A Massive Attack show this is not. So, what you ask is it? Disorientating. Brilliant. Beautiful. The confusion surrounding what this new medium actually is looks set to be its overriding legacy (it certainly will have been for the young lady in front of us, who appeared to have wasted some good drugs) but it is too its splendour, wonder and grandiose manifesto. This collaborative project IS: a live musical performance, a documentary, a mind-warping visual and aural assault like you’ve never experienced, an unforgettable theatrical production firing on all manner of artillery. This collaborative project IS NOT: something you will easily forget, an easy ride, comfortable. It’s anything but what it says on the tin, and that’s because there is no fucking tin – this is less a rulebook being rewritten, more a prophetic setting in stone of limitless boundaries, reinvention and ground-shaking originality…
Having been ushered into a space in Manchester’s dank, disused Mayfield Depot (a subterranean expanse similar to The Warehouse Project’s old Store Street venue) that surrounds us with gargantuan projector screens, the drama plays out through Curtis’ trademark frantic cuts, Barbara Kruger-esque sloganeering and political agitating, all set to an overwhelmingly gloomy soundtrack – orchestrated by Del Naja – that literally thunders through several stacks of ominous speakers; this is warehouse rave for the protest generation. The material is oppressive stuff – death, disaster, control, power – and the soundtrack paints Curtis’ picture through gut-wrenching sub-bass and terrifying effects. There are several moments when you fear lasting damage to your eardrums, but one particularly beautiful period of bass and accompanying tinnitus-inducing crackling that could end wars. You’re in the eye of a nuclear explosion, and it’s never sounded so painfully exquisite. Mogwai, My Bloody Valentine… you’ve just been upstaged by a trip-hop act.
The visuals are equally disorientating, harrowing; in a series of storylines that concentrate on power and control there’s Siberian punks, activists, Donald Trump, Chernobyl, 1970s New York, the financial crisis, Goldman Sachs, Bambi and Jane Fonda. Del Naja’s guests are heavyweight, in the form of longtime collaborators Horace Andy and former Cocteau Twin Elizabeth Fraser, and the music is surprising; Fraser sings a Russian poem, Horace Andy The Archies’ Sugar Sugar, and the only uttering of the Bristol outfit’s substantial catalogue is a bite-size rendition of Portishead’s interpretation of Karmacoma. The musical highlight is a brilliant version of The Jesus and Mary Chain’s Just Like Honey, but even that is supplementary to the experience as a whole. The music, the visuals, the message, the venue – this dramatic work of art is a true sum of its parts.
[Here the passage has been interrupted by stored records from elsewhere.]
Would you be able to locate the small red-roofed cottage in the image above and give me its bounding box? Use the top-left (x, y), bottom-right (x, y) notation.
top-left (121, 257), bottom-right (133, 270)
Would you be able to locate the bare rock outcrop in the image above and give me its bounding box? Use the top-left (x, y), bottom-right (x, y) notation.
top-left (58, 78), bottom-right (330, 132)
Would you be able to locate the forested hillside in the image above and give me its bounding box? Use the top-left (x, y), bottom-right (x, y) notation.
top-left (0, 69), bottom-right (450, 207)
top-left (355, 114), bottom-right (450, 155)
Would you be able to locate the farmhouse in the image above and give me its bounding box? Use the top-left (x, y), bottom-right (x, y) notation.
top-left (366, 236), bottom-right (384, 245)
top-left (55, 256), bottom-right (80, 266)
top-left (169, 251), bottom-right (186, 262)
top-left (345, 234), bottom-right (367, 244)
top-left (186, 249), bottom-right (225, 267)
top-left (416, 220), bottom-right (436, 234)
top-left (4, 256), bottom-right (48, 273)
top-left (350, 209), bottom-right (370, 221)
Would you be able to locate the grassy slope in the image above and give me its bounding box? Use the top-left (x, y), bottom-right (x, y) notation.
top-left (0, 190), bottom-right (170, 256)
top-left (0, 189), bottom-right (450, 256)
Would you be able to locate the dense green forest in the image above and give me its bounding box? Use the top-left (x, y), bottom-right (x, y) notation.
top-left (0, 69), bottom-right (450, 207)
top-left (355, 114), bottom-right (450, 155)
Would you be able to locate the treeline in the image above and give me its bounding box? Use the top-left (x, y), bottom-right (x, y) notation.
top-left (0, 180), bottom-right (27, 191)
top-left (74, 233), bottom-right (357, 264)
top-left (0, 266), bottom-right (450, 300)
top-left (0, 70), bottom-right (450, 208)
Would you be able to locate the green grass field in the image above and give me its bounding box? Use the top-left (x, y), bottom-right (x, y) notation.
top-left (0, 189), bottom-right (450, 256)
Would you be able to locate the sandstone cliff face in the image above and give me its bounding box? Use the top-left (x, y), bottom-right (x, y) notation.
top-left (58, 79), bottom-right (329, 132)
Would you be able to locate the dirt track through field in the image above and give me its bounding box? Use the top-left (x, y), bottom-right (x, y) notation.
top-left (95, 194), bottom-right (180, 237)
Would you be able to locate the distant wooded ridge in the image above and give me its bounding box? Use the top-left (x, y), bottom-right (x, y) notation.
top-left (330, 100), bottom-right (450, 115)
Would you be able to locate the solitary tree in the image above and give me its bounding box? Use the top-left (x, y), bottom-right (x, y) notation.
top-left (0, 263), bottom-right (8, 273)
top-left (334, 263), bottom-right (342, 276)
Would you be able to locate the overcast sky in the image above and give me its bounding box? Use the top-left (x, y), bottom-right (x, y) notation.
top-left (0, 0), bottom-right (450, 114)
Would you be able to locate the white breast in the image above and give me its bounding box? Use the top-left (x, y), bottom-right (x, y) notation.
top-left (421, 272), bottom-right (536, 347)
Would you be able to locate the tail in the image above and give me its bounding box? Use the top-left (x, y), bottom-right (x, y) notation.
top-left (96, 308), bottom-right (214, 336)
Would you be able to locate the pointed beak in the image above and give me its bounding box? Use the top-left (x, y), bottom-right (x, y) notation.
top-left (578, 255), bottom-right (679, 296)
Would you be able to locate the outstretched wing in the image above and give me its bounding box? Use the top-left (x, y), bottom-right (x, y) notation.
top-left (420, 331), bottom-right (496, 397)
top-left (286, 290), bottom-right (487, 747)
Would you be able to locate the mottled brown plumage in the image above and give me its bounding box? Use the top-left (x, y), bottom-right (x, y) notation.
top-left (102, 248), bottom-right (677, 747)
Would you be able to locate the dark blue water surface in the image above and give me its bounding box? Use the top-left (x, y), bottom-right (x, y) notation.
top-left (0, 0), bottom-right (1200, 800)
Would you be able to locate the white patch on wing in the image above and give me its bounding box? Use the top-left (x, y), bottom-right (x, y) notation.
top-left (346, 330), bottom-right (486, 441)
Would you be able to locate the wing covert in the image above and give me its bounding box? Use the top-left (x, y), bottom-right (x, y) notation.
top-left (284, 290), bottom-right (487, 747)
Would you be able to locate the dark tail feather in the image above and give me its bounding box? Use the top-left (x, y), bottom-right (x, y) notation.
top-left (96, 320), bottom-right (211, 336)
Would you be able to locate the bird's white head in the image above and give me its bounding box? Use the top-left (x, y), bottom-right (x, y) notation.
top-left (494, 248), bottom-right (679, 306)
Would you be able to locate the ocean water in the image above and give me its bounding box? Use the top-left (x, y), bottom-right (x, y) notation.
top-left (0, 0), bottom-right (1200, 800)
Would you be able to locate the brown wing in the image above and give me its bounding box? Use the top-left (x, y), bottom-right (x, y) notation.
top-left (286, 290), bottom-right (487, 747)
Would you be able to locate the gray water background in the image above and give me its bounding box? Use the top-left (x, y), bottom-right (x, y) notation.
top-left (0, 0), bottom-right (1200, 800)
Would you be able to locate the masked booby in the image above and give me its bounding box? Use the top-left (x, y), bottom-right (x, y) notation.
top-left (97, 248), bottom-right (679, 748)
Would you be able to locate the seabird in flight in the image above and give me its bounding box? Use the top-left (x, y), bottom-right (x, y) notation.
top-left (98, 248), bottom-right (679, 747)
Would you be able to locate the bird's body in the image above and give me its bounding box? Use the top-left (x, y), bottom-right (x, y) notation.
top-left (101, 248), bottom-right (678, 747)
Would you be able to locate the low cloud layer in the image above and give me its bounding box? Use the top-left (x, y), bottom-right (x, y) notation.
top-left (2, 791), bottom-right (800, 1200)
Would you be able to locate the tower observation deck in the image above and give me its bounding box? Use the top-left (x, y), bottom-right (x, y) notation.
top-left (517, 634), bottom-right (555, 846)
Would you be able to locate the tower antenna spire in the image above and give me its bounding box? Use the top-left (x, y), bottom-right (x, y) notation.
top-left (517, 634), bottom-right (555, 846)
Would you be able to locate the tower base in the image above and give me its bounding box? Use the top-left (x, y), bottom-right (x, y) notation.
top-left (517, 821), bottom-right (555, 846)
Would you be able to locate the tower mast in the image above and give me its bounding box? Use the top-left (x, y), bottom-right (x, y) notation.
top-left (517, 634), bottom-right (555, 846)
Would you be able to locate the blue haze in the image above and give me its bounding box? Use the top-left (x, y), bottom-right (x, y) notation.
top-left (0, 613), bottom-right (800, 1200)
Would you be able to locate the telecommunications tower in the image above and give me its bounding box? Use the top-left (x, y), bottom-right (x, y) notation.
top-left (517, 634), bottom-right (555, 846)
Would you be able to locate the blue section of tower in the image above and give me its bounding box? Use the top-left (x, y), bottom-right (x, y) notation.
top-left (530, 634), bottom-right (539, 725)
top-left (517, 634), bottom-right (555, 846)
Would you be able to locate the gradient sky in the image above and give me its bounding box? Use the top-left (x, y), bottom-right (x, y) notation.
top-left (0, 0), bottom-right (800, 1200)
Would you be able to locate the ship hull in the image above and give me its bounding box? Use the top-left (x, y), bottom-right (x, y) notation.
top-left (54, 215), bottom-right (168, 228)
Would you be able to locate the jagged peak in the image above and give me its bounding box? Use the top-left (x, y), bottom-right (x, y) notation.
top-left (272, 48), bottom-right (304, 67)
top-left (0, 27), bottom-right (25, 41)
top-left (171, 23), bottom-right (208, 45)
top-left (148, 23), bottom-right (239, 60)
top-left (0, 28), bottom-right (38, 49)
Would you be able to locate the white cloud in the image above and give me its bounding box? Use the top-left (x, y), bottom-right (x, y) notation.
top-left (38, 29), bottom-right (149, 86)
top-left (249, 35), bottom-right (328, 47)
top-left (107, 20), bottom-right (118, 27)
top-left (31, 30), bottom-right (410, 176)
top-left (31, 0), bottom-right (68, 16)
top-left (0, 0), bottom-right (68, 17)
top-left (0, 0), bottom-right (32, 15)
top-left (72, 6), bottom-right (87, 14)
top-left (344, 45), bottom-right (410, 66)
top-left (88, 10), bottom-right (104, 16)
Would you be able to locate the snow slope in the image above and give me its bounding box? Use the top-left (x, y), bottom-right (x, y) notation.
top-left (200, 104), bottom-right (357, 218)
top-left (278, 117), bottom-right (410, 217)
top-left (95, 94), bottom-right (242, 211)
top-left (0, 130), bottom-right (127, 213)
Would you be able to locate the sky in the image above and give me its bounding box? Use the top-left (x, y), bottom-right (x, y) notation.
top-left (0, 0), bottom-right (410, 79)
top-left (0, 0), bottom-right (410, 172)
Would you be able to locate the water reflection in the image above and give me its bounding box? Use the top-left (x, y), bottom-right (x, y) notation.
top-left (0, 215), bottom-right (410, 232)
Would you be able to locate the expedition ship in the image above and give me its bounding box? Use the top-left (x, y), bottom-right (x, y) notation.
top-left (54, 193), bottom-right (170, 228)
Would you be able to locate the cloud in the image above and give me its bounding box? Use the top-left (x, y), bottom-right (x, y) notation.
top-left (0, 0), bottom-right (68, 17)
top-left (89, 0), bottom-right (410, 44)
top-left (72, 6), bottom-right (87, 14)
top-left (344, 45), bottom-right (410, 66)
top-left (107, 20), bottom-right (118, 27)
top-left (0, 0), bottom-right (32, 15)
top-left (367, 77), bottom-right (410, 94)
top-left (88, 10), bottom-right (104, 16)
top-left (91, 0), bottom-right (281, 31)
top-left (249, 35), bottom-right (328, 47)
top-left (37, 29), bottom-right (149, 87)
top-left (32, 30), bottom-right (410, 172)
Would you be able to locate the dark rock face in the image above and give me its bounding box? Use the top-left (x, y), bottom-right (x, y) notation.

And that sum of parts weave an emotive fabric. Locals helping to stem the radioactive fallout from Chernobyl, knowing they’ll likely die as a result, give the work its unlikely hero – rare moments of touching emotion in a cheerless rendering of modern life. Your own disconnection from streaming news and the subjects it follows 24/7 is questioned too: war, destruction and devastation set to a deafening soundtrack of clubbed-up Top 40 music. As streamers fall from above it’s almost impossible to stop yourself dancing to haunting war footage. Have we, the puppets, become as bad as the puppet masters who dictate our diet of saturated news-feeds? Do the powers that be want us to be numb to horror?
Negatives? For an emotive work that documents the failure of rule and danger of control, it’s a shame that attendees are recommended against high heels, that the bar closed during the performance, that earplugs were seemingly given out to many… but we’re clutching at straws. The key objections that have been raised in other reviews are clearly the consequence of the reviewers’ expectations being dealt a blow – but what fun is having expectations? And isn’t it exciting, no, intoxicating, when expectations are shattered? This is fearless stuff that I can’t wait to experience again and again.